Divorces can be frustrating, tedious and time-consuming. There is a potential that nothing you say or do will help you and your spouse come to an agreement on anything from child custody to property division. It’s a bad feeling, but in some cases, divorces simply have to go to trial.
The majority of the time, it is possible to negotiate and settle prior to trial so that you don’t have to leave your divorce settlement, child custody and other issues to chance. However, if you have tried to negotiate, but your spouse won’t budge, then a trial might be necessary.
How do you prepare for a divorce trial?
As the spouse who was more willing to negotiate, you have that in your favor. You and your attorney can show proof that you’ve been reasonable and tried to resolve the conflict. On top of this, you’ll want to be prepared to make your case to the court to seek whatever resolution it is that you’d like. The more reasonable you are, the more likely a judge is to agree to the terms you would like.
For example, if you and your spouse couldn’t settle on a custody schedule, and you produce a schedule that takes both of your responsibilities into consideration, a judge may look on that more favorably than one that only considers your personal needs.

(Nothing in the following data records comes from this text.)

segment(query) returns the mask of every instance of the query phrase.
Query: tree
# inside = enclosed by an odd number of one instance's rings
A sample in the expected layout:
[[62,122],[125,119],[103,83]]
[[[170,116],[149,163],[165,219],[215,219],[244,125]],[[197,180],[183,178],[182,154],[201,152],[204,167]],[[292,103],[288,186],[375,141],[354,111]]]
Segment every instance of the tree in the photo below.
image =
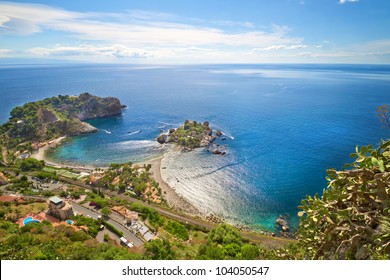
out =
[[35,158],[26,158],[20,163],[20,169],[22,169],[23,171],[42,170],[44,165],[45,164],[43,160],[37,160]]
[[356,147],[351,156],[351,169],[327,171],[321,198],[302,200],[298,237],[305,258],[390,258],[390,141]]
[[111,210],[108,209],[107,207],[102,208],[101,212],[102,212],[102,214],[103,214],[104,216],[106,216],[106,217],[109,217],[110,214],[111,214]]
[[145,244],[145,257],[151,260],[174,260],[175,252],[171,243],[164,239],[155,239]]

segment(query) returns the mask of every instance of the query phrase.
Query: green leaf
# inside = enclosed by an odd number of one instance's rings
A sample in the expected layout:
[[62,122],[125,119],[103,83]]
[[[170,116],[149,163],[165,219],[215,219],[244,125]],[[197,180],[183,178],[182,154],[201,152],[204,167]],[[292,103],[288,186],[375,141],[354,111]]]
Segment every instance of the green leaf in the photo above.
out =
[[385,163],[383,162],[382,159],[379,161],[379,170],[381,172],[385,172]]

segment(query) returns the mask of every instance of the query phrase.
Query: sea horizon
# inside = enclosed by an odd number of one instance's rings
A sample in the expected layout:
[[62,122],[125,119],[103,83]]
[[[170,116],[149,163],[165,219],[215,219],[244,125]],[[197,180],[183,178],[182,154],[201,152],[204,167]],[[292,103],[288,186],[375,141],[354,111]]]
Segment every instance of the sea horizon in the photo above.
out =
[[[51,158],[95,166],[144,161],[165,150],[160,130],[209,121],[226,156],[205,150],[164,159],[163,178],[205,213],[275,231],[326,188],[326,169],[356,145],[389,136],[375,110],[388,103],[390,65],[186,64],[1,66],[1,113],[26,102],[90,92],[118,97],[122,116],[92,120],[98,133],[69,139]],[[26,94],[27,93],[27,94]]]

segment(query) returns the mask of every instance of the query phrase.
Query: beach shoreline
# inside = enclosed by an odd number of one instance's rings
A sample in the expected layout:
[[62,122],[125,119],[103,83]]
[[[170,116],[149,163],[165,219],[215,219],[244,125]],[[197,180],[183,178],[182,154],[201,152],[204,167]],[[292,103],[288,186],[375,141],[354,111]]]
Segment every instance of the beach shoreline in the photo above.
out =
[[[44,160],[46,165],[58,168],[72,168],[82,172],[91,172],[95,170],[96,167],[94,166],[64,164],[62,162],[53,162],[48,159],[46,155],[47,150],[49,150],[50,148],[58,147],[59,145],[61,145],[61,142],[64,141],[66,138],[66,136],[62,136],[50,141],[47,145],[40,147],[37,152],[31,154],[31,158],[35,158],[37,160]],[[167,182],[163,180],[161,176],[161,161],[164,156],[165,155],[161,155],[156,158],[152,158],[150,160],[142,161],[136,164],[139,166],[143,166],[144,164],[151,165],[151,177],[159,184],[159,187],[161,188],[162,192],[162,197],[166,200],[169,207],[172,207],[176,211],[183,212],[191,216],[203,216],[194,205],[192,205],[185,198],[180,196],[171,186],[169,186]]]
[[31,158],[35,158],[37,160],[43,160],[45,161],[46,165],[53,166],[53,167],[61,167],[61,168],[71,168],[75,169],[81,172],[90,172],[95,170],[96,167],[89,166],[89,165],[77,165],[77,164],[64,164],[61,162],[53,162],[50,159],[48,159],[46,152],[50,148],[55,148],[61,145],[61,142],[63,142],[65,139],[67,139],[66,136],[58,137],[54,140],[51,140],[48,142],[47,145],[38,148],[38,151],[31,154]]
[[180,196],[161,176],[161,161],[165,155],[144,161],[140,164],[150,164],[151,177],[159,184],[163,198],[166,200],[168,206],[175,210],[184,212],[192,216],[203,216],[201,212],[184,197]]

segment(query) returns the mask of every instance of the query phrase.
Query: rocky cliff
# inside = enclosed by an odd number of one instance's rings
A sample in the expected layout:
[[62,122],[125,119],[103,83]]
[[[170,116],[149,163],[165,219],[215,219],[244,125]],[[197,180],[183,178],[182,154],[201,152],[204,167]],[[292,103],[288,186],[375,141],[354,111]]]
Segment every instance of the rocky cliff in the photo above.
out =
[[157,142],[176,143],[184,150],[192,150],[200,147],[208,147],[217,138],[213,135],[213,129],[209,122],[203,124],[196,121],[185,121],[184,125],[177,129],[170,129],[169,134],[161,134],[157,137]]
[[17,145],[96,132],[95,127],[84,121],[120,115],[123,107],[115,97],[102,98],[89,93],[59,95],[15,107],[10,120],[0,127],[0,134],[12,138],[11,143]]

You also need to prepare for the court date by bringing a list of your assets, preferred custody schedules and other requests that you have, so that the judge can see what you’d like to have happen (and what your spouse wants) before making a decision.
Most attorneys try to help you avoid trials at all costs, but there is a time and place for everything. Speak with your attorney if you’re not clear about the process or what to expect.